“Democracy gives opportunities,” said Renuka Chowdhury. “There I was, a married woman, expecting my second child. I became active in politics, and have now been a member of Parliament for 20 years. I got onto a roller coaster, full of thrills and ups and downs. Sometimes it allows you no control.”
There speaks an Indian woman who sat tight on the roller coaster, kept her nerve and won through to become a minister of state. “What does it take to be a minister? It takes a lot of time, and honesty to yourself. You have to be able to be introspective,” she said.
She is an imposing person, having the trappings of her office, the authority of her leadership capacities and the balance of her natural humility. “I represent people,” she said. “Even when I get my hands slapped, I never forget that I do what I do for them.” Lighting the ceremonial lamp for the presentation of an India evening in Tokyo, she was a dramatic figure in a red-bordered black-and-white sari.
She has been several times to Japan, and traveled with enjoyment around the country. She is accustomed to living a life on the move.
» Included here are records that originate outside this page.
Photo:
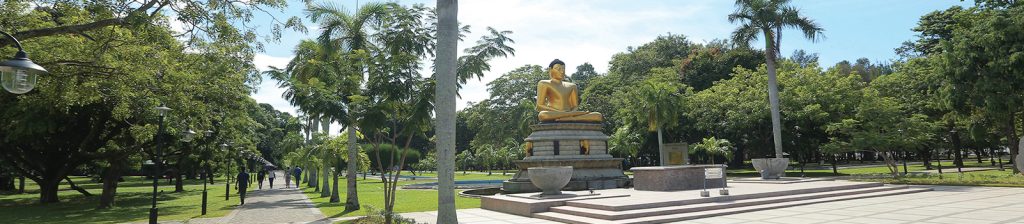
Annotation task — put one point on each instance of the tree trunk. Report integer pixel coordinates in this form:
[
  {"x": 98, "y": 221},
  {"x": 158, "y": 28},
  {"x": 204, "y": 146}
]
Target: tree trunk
[
  {"x": 326, "y": 181},
  {"x": 448, "y": 40},
  {"x": 776, "y": 124},
  {"x": 7, "y": 183},
  {"x": 77, "y": 188},
  {"x": 351, "y": 196},
  {"x": 20, "y": 184},
  {"x": 334, "y": 189},
  {"x": 178, "y": 185},
  {"x": 48, "y": 190},
  {"x": 835, "y": 166},
  {"x": 111, "y": 177},
  {"x": 1011, "y": 136}
]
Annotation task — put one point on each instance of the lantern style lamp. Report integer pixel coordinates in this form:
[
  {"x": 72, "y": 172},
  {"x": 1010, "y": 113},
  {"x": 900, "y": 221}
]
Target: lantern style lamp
[
  {"x": 187, "y": 136},
  {"x": 18, "y": 75}
]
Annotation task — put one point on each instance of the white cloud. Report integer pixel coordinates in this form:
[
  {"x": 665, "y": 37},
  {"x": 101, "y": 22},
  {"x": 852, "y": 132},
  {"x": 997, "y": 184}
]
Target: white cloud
[
  {"x": 268, "y": 91},
  {"x": 574, "y": 32},
  {"x": 578, "y": 32}
]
“As the daughter of an air force officer, I was often transported away from home in Andhra Pradesh to other cities,” she said. “I have enthusiasm for places. When we were leaving anywhere, I always thought, ‘I must come back here again.’ “
She changed her school often, completing her postgraduate study in industrial psychology. Then she began her sociopolitical work.
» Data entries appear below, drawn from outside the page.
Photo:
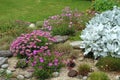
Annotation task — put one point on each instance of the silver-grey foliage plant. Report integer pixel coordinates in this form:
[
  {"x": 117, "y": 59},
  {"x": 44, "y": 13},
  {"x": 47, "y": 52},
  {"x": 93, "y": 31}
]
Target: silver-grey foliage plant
[{"x": 102, "y": 34}]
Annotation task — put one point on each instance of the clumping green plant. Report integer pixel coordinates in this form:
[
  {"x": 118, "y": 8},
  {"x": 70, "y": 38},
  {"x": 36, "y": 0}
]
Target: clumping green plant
[
  {"x": 84, "y": 69},
  {"x": 109, "y": 64},
  {"x": 98, "y": 76},
  {"x": 103, "y": 5},
  {"x": 63, "y": 47},
  {"x": 46, "y": 63},
  {"x": 24, "y": 45}
]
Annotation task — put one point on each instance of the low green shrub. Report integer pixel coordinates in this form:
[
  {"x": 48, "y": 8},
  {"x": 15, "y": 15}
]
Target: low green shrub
[
  {"x": 103, "y": 5},
  {"x": 109, "y": 64},
  {"x": 45, "y": 64},
  {"x": 98, "y": 76},
  {"x": 84, "y": 69}
]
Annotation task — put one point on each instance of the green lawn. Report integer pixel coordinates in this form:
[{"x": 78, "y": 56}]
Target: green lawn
[{"x": 33, "y": 10}]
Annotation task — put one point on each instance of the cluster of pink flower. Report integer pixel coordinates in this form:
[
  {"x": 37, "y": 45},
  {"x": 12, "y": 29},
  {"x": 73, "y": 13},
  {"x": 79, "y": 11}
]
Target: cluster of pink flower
[{"x": 26, "y": 44}]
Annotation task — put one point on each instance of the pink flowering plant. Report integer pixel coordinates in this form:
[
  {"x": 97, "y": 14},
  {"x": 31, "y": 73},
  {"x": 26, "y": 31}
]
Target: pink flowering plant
[
  {"x": 26, "y": 44},
  {"x": 63, "y": 24},
  {"x": 46, "y": 63}
]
“My parents led by example,” Chowdhury said. “From them I learned to respect and accept. Then after I married, my husband encouraged me. He had more confidence in me than I had in myself.”
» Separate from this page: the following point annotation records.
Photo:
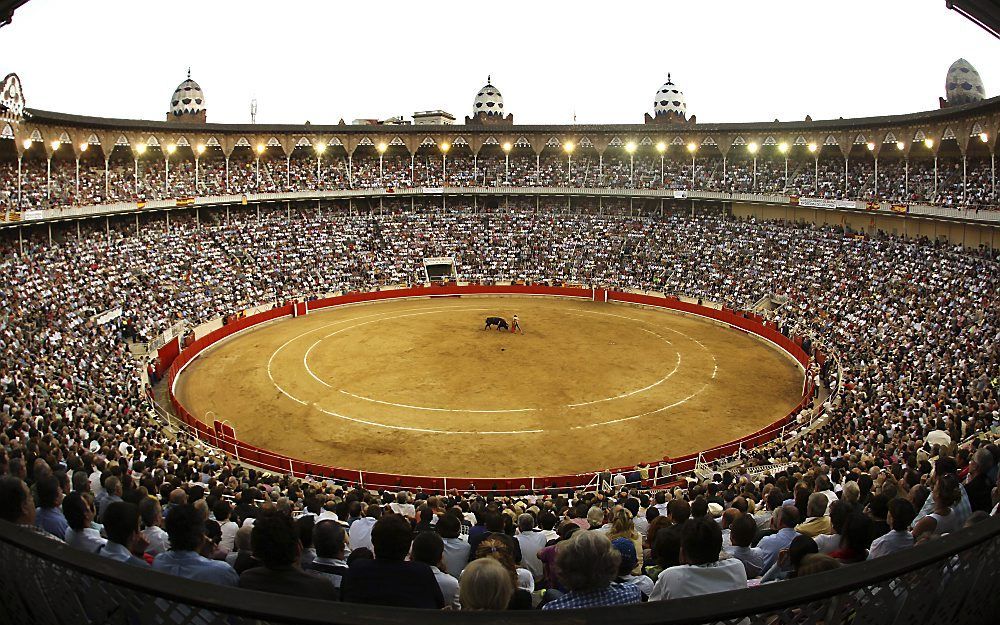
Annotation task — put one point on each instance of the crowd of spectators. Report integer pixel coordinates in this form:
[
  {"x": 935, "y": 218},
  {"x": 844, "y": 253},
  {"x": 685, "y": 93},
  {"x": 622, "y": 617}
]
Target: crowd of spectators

When she was first elected to the Rajya Sabha, the Upper House of India’s Parliament, she was one of its youngest members. The president of India at that time called her “the nightingale of Parliament,” in a tribute to the beauty of her voice and the eloquence of her speech.
“When my second baby was born, I took her in a bassinet and marched her off everywhere,” Chowdhury said. “It was really not the accepted thing. There was grumbling from some of the men, who said, ‘This is why we don’t bring women into politics.’ Now, I think God gave me a fabulous family, and I have little time to be with them.”
The extended family system in India, as well as democracy, allowed Chowdhury when she was a young mother to take her opportunities. She associated with several social and cultural organizations, giving particular attention to the welfare and development of women and children. She wrote short stories for children, and pursued her own interests in agriculture and music. She served a second term in the Upper House, when she was named minister for health and family welfare. In 1999 she was elected to the Lok Sabha, the Lower House, and re-elected in 2004. In this second term she became minister for tourism.
In 2007, India and Japan will celebrate 50 years of a cultural exchange agreement. Chowdhury came to Japan this time to discuss with Japanese officials preparations they have in hand to mark the yearlong anniversary. She said, “We want to ensure tangible, visible results in showing India in her right perspective. Japan is a huge presence in India in terms of finance and technology, and India is experiencing a rapid growth in its economy. India offers investment opportunities, the skill of our workers, and our craftsmanship. We have the facilities to host international conferences and seminars. Our two countries have mutual respect for each other’s talents.”
Additionally, Chowdhury offers her particular product, under the brand name of “Incredible India.” She said: “India has magic and charisma. It is a journey of the five senses.”
She is gratified that at last year’s Snow Festival in Sapporo, India’s Taj Mahal was re-created as an ice sculpture. She acclaims the virtuosity of Japanese performers of Indian dances and music. She speaks of the diversity of India’s regions, from the mighty Himalayan ranges in the north to the beaches and seas of the south. “Coming to India is an adventure,” she said. “You can go river rafting, trekking, live in a palace. You see camels in the desert, tigers in the jungle and elephants along with cars halted at traffic lights. India is the land of the Buddha, respecting the environment and our creatures. At the same time, India is modern and vibrant, with the world’s largest population of people under the age of 25. Please come to India. Our guest is our god.”